Problems pyenv solves:

  • Installing different python versions
  • Using different python versions in different contexts

How do pyenv and pip interact?

Pyenv and pip complement each other. You can consider pyenv being a container/shell for pip. Pip installs packages for the current python version, whatever pyenv sets it to. In fact, pip commands from two environments are different binaries and do not know each other.

Conda

You may know this tool under different names - Anaconda or miniconda.

Once the scientific community started using python seriously, requirements for package management tools in python land increased. More specifically, python became too slow for some pure computational workloads so numpy and scipy were born. These libraries are not really written in python. They are written in C and just wrapped as a python library.

Compiling such libraries brings a set of challenges1 since they (more or less) have to be compiled on your machine for maximum performance and proper linking with libraries like glibc.

Conda was introduced as an all-in-one solution to manage python environments for the scientific community.

It took a different approach. Instead of using a fragile process of compiling libraries on your machine, libraries are precompiled and just downloaded when you request them. Unfortunately, the solution comes with a caveat - conda does not use PyPI, the most popular index of python packages.

Conda has its own package index with multiple channels (anaconda channel is maintained by the creators of conda and the most reliable one). Anaconda channel isn’t as complete as PyPI and packages that do exist in both places are often few versions behind the PyPI. Other channels update packages faster, but I strongly suggest checking who maintains respective packages (often not library authors!).

Altogether, Conda is tackling these problems:

  • Managing different python versions
  • Managing different environments
  • Installing python packages
  • Compiling and installing non-python packages (think OpenSSL, CUDA drivers, etc.)

What are anaconda and miniconda?

Anaconda and miniconda are different distributions for conda tools. Miniconda aims to be as minimal as possible - it installs just python and the conda tool. Anaconda installs additional 160+ packages often used in data science workflows.

If you want a tight control of the environment you run, I suggest installing miniconda and building the environment with a bottom-up approach.

How does conda interact with pip and other tools?

Conda is a very powerful tool. It tackles many problems so it often clashes with other tools in some axes. It is possible to make conda work with other tools (with pipenv for example), but it requires deeper understanding of both tools, the python package loading, and is not something used very often.

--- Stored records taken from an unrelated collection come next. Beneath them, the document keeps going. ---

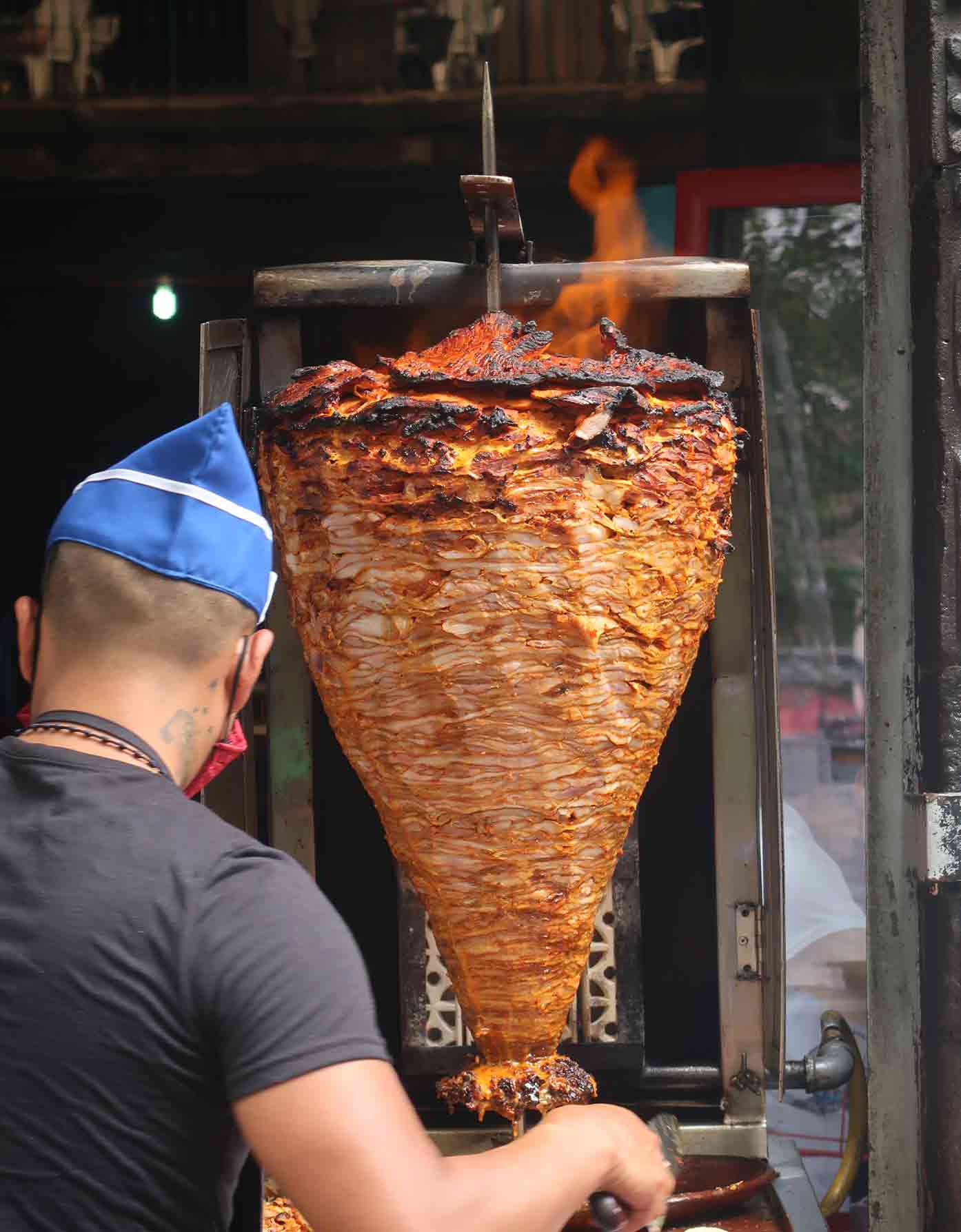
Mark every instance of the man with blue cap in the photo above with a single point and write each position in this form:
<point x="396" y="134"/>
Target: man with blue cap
<point x="173" y="992"/>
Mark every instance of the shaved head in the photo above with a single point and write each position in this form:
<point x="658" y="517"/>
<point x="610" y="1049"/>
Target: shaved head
<point x="100" y="604"/>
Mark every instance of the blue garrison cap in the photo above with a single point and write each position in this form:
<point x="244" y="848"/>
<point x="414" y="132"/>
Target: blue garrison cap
<point x="185" y="505"/>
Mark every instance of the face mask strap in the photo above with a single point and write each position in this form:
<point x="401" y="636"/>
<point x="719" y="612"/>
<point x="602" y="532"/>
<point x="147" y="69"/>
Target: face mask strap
<point x="36" y="652"/>
<point x="233" y="688"/>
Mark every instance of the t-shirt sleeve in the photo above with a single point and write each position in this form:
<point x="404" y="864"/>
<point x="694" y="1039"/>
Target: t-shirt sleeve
<point x="276" y="980"/>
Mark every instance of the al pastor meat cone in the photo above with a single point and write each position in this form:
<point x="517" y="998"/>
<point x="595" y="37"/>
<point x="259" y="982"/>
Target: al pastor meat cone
<point x="500" y="564"/>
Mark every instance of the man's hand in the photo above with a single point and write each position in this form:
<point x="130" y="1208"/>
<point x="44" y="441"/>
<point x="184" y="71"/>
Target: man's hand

There are two conda setup I’ve found reliable:

  • Conda as all-in-one solution
  • Conda for environment management and installing binary package + pip for python packages (best practices for conda + pip)

Pipenv

Pipenv is a dev workflow tool, created by the author of popular requests package. Apart from making the common workflows slick and managing the file with requirements (Pipfile), pipenv tackles following problems:

  • Managing different python versions (through pyenv, if installed)
  • Managing different environments
  • Installing python packages
  • Environment reproducibility

It loads packages from PyPI so it does not suffer from the same problem as Conda does.

How does pipenv work with pip and other tools?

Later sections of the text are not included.